La mémoire des soldats du général Maczek toujours vivante : cérémonies commémoratives à Urville-Langannerie et Potigny
23.08.2026
Le dimanche 23 août 2026, le cimetière militaire polonais d'Urville-Langannerie et la commune de Potigny ont accueilli deux cérémonies en hommage aux soldats de la 1re Division blindée du général Stanisław Maczek, tombés lors des combats de la poche de Falaise-Chambois. Leur sacrifice contribua à l'encerclement des forces allemandes, à l'ouverture de la route vers la Seine aux troupes alliées et à l'accélération de la libération du nord de la France.
Les commémorations ont débuté au cimetière militaire d’Urville-Langannerie, en présence des autorités françaises, représentées notamment par M. Stéphane Sinagoga, secrétaire général de la préfecture du Calvados. Étaient également présents des parlementaires, des maires, des élus locaux, des porte-drapeaux et des représentants d’associations patriotiques. Côté polonais, des délégations de la 11e Division de cavalerie blindée de Żagań et de la 10e Brigade de cavalerie blindée de Świętoszów ont pris part à la cérémonie. L’Ambassade de Pologne à Paris était représentée par le colonel Sławomir Zdunek, adjoint à l’attaché de défense, et Mme Patrycja Marcinkowska, vice-consule. Dans son discours, cette dernière a notamment rappelé les paroles de l’historien romain Tacite : « Le tombeau des morts est le cœur des vivants », soulignant l’importance de préserver la mémoire de ceux qui ont donné leur vie pour la liberté.
Le cycle des commémorations s’est poursuivi à Potigny, devant le monument dédié aux libérateurs de la commune. Avant la Seconde Guerre mondiale et dans les décennies qui suivirent, Potigny fut l’un des principaux foyers de l’émigration polonaise en Normandie. De nombreuses familles polonaises y vinrent travailler dans les mines de la Compagnie des mines de Normandie (CMN).
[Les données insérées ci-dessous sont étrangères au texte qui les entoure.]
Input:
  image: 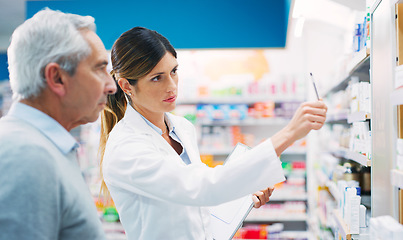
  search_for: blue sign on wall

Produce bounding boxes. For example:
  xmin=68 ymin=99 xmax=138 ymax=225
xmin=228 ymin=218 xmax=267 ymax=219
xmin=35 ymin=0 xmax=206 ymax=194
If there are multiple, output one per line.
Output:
xmin=27 ymin=0 xmax=291 ymax=49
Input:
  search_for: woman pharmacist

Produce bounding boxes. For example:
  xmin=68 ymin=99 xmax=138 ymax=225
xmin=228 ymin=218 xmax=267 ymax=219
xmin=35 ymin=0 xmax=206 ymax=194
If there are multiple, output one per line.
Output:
xmin=100 ymin=27 xmax=327 ymax=240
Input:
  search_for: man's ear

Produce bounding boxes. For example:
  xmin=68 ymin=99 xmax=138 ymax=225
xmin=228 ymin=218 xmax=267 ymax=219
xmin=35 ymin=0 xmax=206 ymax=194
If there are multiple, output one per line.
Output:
xmin=118 ymin=78 xmax=132 ymax=95
xmin=44 ymin=63 xmax=66 ymax=96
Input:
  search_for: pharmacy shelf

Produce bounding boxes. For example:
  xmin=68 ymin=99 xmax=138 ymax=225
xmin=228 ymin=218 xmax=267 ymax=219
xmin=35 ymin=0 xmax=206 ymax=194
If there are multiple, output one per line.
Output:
xmin=333 ymin=209 xmax=351 ymax=240
xmin=347 ymin=111 xmax=371 ymax=123
xmin=325 ymin=49 xmax=370 ymax=96
xmin=245 ymin=213 xmax=308 ymax=223
xmin=390 ymin=87 xmax=403 ymax=105
xmin=333 ymin=148 xmax=371 ymax=167
xmin=200 ymin=147 xmax=306 ymax=156
xmin=270 ymin=191 xmax=308 ymax=201
xmin=390 ymin=169 xmax=403 ymax=188
xmin=333 ymin=209 xmax=370 ymax=240
xmin=176 ymin=96 xmax=305 ymax=105
xmin=326 ymin=180 xmax=340 ymax=201
xmin=200 ymin=147 xmax=234 ymax=156
xmin=196 ymin=118 xmax=289 ymax=126
xmin=395 ymin=65 xmax=403 ymax=88
xmin=326 ymin=109 xmax=349 ymax=124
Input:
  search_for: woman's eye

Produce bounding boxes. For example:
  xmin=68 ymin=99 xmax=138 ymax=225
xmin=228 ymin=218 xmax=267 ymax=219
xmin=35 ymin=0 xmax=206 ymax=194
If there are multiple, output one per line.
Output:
xmin=151 ymin=76 xmax=160 ymax=82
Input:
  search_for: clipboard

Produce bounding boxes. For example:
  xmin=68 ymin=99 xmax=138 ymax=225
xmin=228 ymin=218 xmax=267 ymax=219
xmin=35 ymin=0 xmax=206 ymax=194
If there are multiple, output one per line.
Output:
xmin=210 ymin=143 xmax=254 ymax=240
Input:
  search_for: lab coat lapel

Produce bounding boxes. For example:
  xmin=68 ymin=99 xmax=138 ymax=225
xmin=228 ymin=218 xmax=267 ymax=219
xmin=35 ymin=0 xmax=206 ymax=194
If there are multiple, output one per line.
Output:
xmin=167 ymin=114 xmax=200 ymax=163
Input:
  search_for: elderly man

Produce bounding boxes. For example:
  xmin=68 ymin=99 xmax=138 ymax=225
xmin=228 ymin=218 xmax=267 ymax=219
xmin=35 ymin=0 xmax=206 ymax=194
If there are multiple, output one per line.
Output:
xmin=0 ymin=9 xmax=116 ymax=240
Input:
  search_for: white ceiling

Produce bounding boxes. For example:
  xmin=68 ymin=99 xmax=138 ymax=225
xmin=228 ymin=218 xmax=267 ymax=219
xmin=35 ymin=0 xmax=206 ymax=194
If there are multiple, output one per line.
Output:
xmin=0 ymin=0 xmax=365 ymax=51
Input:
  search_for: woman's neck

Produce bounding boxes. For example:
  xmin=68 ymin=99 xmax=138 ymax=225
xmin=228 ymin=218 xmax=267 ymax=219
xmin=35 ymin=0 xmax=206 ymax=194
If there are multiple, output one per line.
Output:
xmin=132 ymin=105 xmax=167 ymax=132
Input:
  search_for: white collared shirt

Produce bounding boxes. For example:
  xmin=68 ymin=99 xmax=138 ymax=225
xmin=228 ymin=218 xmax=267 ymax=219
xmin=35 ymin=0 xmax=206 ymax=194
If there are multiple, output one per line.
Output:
xmin=103 ymin=105 xmax=285 ymax=240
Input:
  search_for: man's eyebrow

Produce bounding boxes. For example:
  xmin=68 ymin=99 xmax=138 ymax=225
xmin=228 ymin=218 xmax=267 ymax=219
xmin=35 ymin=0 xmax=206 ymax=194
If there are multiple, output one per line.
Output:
xmin=95 ymin=61 xmax=108 ymax=67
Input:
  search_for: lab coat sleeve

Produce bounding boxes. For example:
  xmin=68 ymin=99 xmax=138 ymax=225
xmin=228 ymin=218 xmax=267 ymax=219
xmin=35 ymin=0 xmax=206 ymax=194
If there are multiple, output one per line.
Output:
xmin=103 ymin=135 xmax=285 ymax=206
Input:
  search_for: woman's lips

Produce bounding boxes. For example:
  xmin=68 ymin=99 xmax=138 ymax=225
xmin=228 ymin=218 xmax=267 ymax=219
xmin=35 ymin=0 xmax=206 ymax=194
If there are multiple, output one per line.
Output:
xmin=164 ymin=96 xmax=176 ymax=102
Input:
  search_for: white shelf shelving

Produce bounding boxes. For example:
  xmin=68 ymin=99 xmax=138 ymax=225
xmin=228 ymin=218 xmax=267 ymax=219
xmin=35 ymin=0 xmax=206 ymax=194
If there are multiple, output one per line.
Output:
xmin=390 ymin=87 xmax=403 ymax=105
xmin=390 ymin=169 xmax=403 ymax=188
xmin=333 ymin=148 xmax=371 ymax=167
xmin=326 ymin=181 xmax=340 ymax=201
xmin=197 ymin=118 xmax=289 ymax=126
xmin=270 ymin=191 xmax=308 ymax=201
xmin=395 ymin=65 xmax=403 ymax=88
xmin=177 ymin=96 xmax=304 ymax=105
xmin=200 ymin=147 xmax=306 ymax=155
xmin=347 ymin=111 xmax=371 ymax=123
xmin=326 ymin=109 xmax=349 ymax=123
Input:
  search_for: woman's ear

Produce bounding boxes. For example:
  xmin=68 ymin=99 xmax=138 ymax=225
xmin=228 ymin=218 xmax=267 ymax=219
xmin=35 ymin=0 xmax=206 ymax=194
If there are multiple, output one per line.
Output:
xmin=44 ymin=63 xmax=66 ymax=96
xmin=118 ymin=78 xmax=132 ymax=95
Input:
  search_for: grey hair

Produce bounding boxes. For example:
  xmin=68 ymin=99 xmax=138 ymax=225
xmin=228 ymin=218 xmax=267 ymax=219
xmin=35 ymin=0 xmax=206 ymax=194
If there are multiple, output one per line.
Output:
xmin=7 ymin=9 xmax=95 ymax=100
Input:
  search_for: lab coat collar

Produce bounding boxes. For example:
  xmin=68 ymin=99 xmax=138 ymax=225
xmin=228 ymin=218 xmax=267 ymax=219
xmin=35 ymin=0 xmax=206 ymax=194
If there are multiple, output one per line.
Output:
xmin=124 ymin=104 xmax=200 ymax=164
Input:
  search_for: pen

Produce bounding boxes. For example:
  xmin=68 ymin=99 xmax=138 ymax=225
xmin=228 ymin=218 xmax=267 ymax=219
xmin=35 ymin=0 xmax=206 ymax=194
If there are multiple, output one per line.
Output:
xmin=310 ymin=73 xmax=320 ymax=100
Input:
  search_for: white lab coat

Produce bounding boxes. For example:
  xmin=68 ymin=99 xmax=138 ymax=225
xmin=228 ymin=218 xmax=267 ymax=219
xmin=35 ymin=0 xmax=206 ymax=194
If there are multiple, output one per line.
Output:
xmin=103 ymin=105 xmax=285 ymax=240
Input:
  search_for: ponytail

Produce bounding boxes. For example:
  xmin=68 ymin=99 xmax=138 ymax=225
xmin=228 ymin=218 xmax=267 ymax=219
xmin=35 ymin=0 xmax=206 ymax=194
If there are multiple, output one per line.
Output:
xmin=98 ymin=72 xmax=127 ymax=200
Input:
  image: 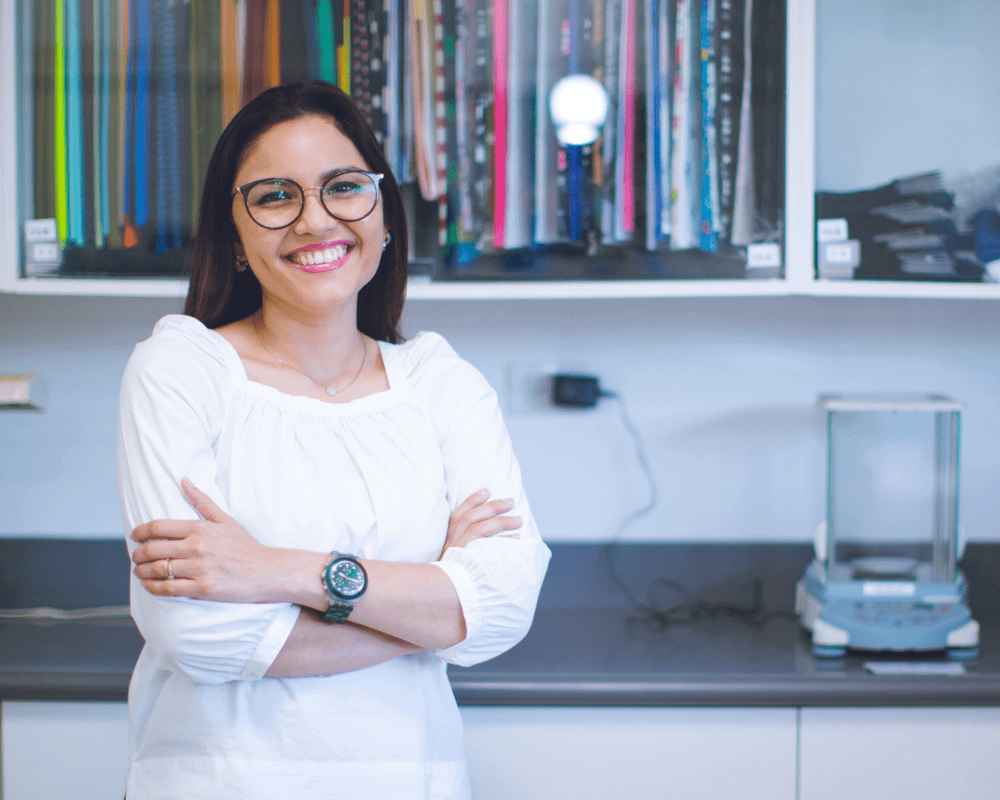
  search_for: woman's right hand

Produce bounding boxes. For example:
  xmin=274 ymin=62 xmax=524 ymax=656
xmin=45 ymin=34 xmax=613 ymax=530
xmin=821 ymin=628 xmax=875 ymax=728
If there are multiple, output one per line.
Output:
xmin=438 ymin=489 xmax=522 ymax=560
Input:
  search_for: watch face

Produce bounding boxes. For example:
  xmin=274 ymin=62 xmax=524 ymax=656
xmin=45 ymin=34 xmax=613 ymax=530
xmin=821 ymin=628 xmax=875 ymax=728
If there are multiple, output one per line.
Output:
xmin=329 ymin=558 xmax=368 ymax=600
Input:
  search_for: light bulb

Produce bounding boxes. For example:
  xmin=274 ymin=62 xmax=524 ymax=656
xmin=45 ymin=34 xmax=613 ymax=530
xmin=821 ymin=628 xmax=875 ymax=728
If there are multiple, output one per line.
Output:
xmin=549 ymin=74 xmax=608 ymax=145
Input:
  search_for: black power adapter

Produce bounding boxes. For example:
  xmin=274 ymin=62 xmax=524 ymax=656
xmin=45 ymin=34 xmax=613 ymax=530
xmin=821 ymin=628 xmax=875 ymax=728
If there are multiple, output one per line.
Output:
xmin=552 ymin=372 xmax=615 ymax=408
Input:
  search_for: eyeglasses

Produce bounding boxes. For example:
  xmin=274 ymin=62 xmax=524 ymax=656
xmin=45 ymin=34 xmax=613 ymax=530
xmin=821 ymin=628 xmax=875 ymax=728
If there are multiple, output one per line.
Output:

Une communauté polonaise nombreuse et active s’y développa, soucieuse de préserver sa langue, ses traditions et sa culture.
À l’été 1944, l’histoire de Potigny s’est de nouveau étroitement mêlée à celle de la Pologne : la commune fut libérée par les soldats de la 1re Division blindée du général Maczek. Pour ses habitants d’origine polonaise, cet événement revêtait une signification toute particulière : après les difficultés de l’émigration et les épreuves de la guerre, ils purent accueillir en libérateurs des soldats qui parlaient leur langue maternelle. Comme l’a souligné Mme Hélène Lemarchand, maire de Potigny, le souvenir de cet événement demeure un élément important de l’histoire locale et du patrimoine commun qui unit les peuples polonais et français.